Autumn Eton mess


autumn eton mess3

Sorry it’s taken me a while to post any recipes. You’d think with all the harvests at this time of year I’d have recipes flying off my fingers at the keyboard, but I’ve just been so busy. We’ve been eating lots of homegrown produce, but quite simply. Courgettes chopped and added to pasta dishes, sweetcorn eaten straight from the cob or mixed with tuna and mayo for lunch, raspberries stewed down to pour over ice-cream, new potatoes boiled or roasted with garlic, and the first plums of the season, eaten straight from the bowl or chopped into my breakfast granola. Nothing really worthy of a recipe.

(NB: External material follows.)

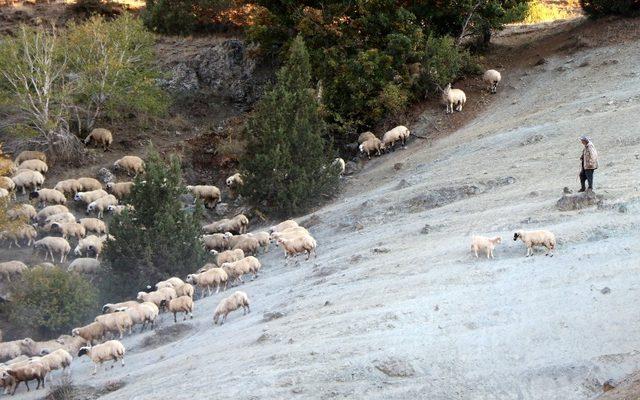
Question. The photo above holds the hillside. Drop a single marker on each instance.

I did make a marrow and pecan cake, all prepared to post the recipe for it, but it was a disaster. Paul Hollywood would have given me one his death stares. I think I know where I went wrong, and in true GBBO style, I shall dust myself down, hold my head up high, and try again. After throwing the dud one in the bin. There’s always time to start again – actually no, there really isn’t Nadia!

So, I came across a recipe for autumn Eton mess on my M&S cook app, but decided to adapt it slightly, partly due to not having a ready supply of cinnamon sticks or vanilla pods (I know, I’ve let myself down there) but I also wanted to add some of my autumn fruiting raspberries to the mix. I wasn’t sure whether plums and raspberries would work together, but they worked for me. I think a true Eton mess has more meringue to cream ratio than I’ve done here, so just adjust it to however you like it. I might need to make a few to get these just right, damn!

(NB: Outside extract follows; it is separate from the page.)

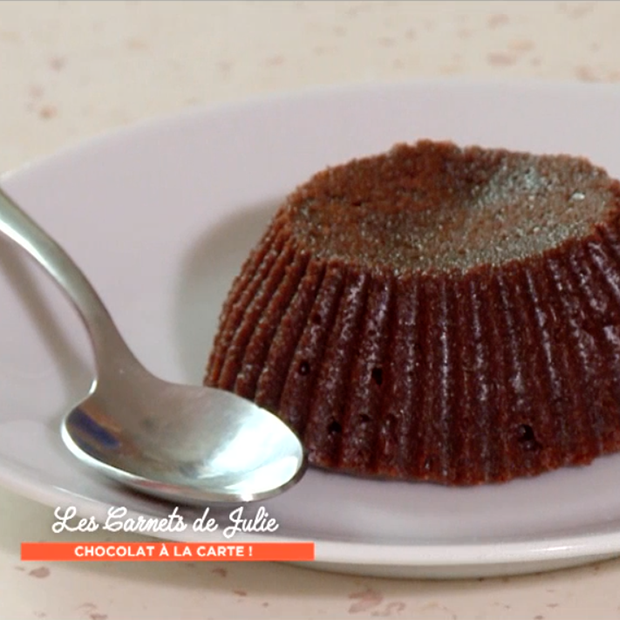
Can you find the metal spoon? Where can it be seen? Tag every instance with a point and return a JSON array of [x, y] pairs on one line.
[[182, 443]]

Ingredients (per serving):

  • 1 regular meringue nest (I used 3 mini). Feel free to make your own, I cheated/efficiently time saved, and bought some.
  • 1 heaped tbsp creme fraiche. Use double cream and whip it into soft peaks if preferred.
  • 2 tbsp natural yoghurt
  • a drizzle of maple syrup (or you could use honey)
  • a sprinkle of ground cinnamon
  • a dash of vanilla extract
  • 2 ripe plums
  • a handful of raspberries
  1. Heat your oven to 190ºc.
  2. Halve your plums and then place them cut side up in a roasting tray. Sprinkle the cinnamon over and give them a drizzle of honey or syrup. Roast in the oven for 5-10 minutes.
  3. In a bowl, fold together the creme fraiche and yoghurt with a dash of vanilla extract, then mix in the meringues, breaking them up as you do so.
  4. When the plums have roasted. Remove from the oven and allow to cool. Chop them into chunks.
  5. Take your finest wine goblet, or any other posh glass receptacle, and layer up the creamy meringue mix with the plums and raspberries, finishing with a few raspberries ontop, and drizzle over any fruit juices or extra syrup.

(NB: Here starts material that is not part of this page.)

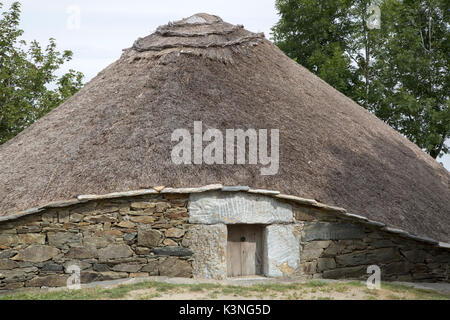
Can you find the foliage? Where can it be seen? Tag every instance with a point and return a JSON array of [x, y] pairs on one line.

Perhaps a little decadent for a Friday lunch time, but I won’t tell anyone if you don’t. Apart from the creme fraiche, and the little matter of the sugary meringues (let’s just gloss over those for a mo) they’re basically a layered fruit smoothy. Quite healthy really! Of course you could use all yoghurt and leave out the syrup to make them healthier. And feel free to use whatever fruit you have to hand.